Founding Engineer | $130K–$200K + Equity | AI × Supply Chain (Partner Role via CoffeeSpace) San Francisco (US)
CoffeeSpaceAbout CoffeeSpace Partner Roles
This is a CoffeeSpace Partner Role — we work with select early-stage founders building ambitious, category-defining companies. We help them find their foundational hires through a mix of deep search, outbound, and semantic matching.
This particular role is with an early-stage AI startup in San Francisco building autonomous integration agents for the global supply chain.
The Company - In AI x Supply Chain
This company builds AI agents that automate B2B integrations across logistics, warehousing, and retail — transforming months of manual work into intelligent, autonomous workflows.
Today, supply chain integrations are slow and messy: analyst weeks, custom APIs, spreadsheet wrangling, brittle middleware, and long onboarding cycles.
Their LLM-powered integration agents replace all of that by:
* Learning and mapping systems autonomously
* Monitoring pipelines and fixing failures in real time
* Reducing engineering effort with every new deployment
The outcome: 10× faster, 10× cheaper integrations — without armies of consultants or custom one-off middleware.
The company has:
* Raised $1.6M from top-tier early-stage investors
* Multiple six-figure customer contracts already closed
* Production deployments live today, with strong demand from logistics tech vendors
If you want to build AI systems that automate real, messy, high-impact problems at the core of the global economy — this is that opportunity. A rare chance to join early, ship fast, and shape a new AI category.
The Founder
The founding team brings a mix of deep operational expertise and strong enterprise execution across logistics, supply chain, and integrations.

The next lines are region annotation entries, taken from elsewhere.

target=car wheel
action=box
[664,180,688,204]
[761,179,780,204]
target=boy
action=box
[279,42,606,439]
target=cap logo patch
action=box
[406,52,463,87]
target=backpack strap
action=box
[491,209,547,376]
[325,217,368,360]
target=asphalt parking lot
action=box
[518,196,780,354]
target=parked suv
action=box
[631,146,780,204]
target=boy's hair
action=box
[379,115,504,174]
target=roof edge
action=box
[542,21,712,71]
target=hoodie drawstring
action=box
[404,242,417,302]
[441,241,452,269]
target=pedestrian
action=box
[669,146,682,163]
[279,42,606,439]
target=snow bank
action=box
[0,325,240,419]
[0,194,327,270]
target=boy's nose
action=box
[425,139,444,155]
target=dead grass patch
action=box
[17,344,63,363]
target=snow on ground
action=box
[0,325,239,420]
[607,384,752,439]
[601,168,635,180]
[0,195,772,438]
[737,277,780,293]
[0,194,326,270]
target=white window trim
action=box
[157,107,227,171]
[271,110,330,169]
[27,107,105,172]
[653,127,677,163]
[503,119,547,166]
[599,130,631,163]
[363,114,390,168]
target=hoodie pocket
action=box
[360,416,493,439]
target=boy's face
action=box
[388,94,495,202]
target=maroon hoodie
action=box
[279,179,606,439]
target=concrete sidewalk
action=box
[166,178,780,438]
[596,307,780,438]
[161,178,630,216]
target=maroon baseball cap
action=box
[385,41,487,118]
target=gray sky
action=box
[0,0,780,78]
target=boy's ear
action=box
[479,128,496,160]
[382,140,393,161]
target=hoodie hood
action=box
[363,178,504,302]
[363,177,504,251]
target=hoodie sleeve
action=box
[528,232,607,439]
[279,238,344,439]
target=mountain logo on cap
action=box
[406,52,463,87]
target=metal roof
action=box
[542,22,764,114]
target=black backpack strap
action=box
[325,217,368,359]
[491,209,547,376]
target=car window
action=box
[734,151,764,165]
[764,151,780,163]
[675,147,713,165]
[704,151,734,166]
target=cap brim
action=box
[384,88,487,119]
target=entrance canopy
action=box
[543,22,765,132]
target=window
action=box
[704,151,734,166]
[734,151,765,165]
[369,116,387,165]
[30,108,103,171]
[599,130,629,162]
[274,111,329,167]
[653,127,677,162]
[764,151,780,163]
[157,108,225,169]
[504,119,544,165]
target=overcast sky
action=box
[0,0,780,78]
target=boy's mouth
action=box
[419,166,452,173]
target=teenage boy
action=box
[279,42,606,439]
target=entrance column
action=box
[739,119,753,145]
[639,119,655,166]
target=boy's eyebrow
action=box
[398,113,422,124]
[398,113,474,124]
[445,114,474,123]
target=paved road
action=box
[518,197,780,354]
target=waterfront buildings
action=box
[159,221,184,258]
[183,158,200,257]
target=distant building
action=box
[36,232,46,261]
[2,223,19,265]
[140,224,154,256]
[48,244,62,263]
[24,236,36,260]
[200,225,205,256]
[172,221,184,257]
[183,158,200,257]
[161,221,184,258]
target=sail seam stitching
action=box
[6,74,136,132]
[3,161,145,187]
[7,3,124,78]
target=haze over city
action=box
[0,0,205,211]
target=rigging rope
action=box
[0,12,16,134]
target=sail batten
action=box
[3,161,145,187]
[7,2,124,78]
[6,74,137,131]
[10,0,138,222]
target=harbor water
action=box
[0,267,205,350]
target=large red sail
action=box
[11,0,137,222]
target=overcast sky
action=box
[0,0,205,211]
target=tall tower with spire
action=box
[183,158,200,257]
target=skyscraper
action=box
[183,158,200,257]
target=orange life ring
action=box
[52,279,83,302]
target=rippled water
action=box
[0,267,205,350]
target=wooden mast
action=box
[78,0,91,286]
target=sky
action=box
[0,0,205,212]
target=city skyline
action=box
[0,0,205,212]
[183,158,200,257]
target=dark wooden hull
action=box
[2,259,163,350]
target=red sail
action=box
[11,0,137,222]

Their experience includes:
* Amazon — operating at scale in complex supply chain and warehouse environments
* KPMG — delivering enterprise-grade audit, controls, and systems rigor
* Leading expansion at a fast-growing logistics startup, building warehouse networks from the ground up
* High-agency, high-velocity execution in unsexy, operationally intense industries ripe for AI transformation
The company sits at the intersection of domain depth × AI-native integration × rigorous execution.
The Role — Founding Engineer
You’ll be the first technical hire — building the core AI integration agents that automate the global supply chain. This role works directly with the founders and touches everything: frontend, backend, infra, and LLM-powered orchestration. You will architect, ship, and iterate fast alongside real customers.
You will
* Own the full product stack: backend (Node/TS), frontend (React), infra (AWS/Vercel), and internal tooling
* Build core agentic systems: autonomous system mapping, retries, queues, monitoring, exception pipelines
* Design and scale LLM pipelines + orchestration flows
* Work directly with founders on architecture, UX flows, and customer needs
* Dive into anything that moves the product forward — integrations, pipelines, infra, agents, or ops
* Own problems end-to-end without waiting for permission or strict specs
You’re right if you
* Work fast, take extreme ownership, and thrive in ambiguity
* Move comfortably between frontend, backend, infra, and LLM tooling
* Prefer shipping over debating; progress over perfection
* Have 3–8 years experience or exceptional 0→1 projects that prove you’re dangerous
* Communicate clearly and always close the loop
* Want to build in-person in San Francisco with a tight, high-velocity team
You’re wrong if you
* Need hand-holding or rigid structure to start
* Move slowly, over-intellectualize, or avoid ambiguity
* See yourself as “just backend,” “just frontend,” or “just infra”
* Want big-company pace, guardrails, or comfort
Compensation
Base Salary: $130,000–$200,000
Equity: 1.5%–3.0% equity
US Visa Support: O-1 Application Support
We target a competitive total compensation package (base + equity) aligned with early-stage founding roles. Equity packages offer significant long-term upside and will be discussed during the interview process.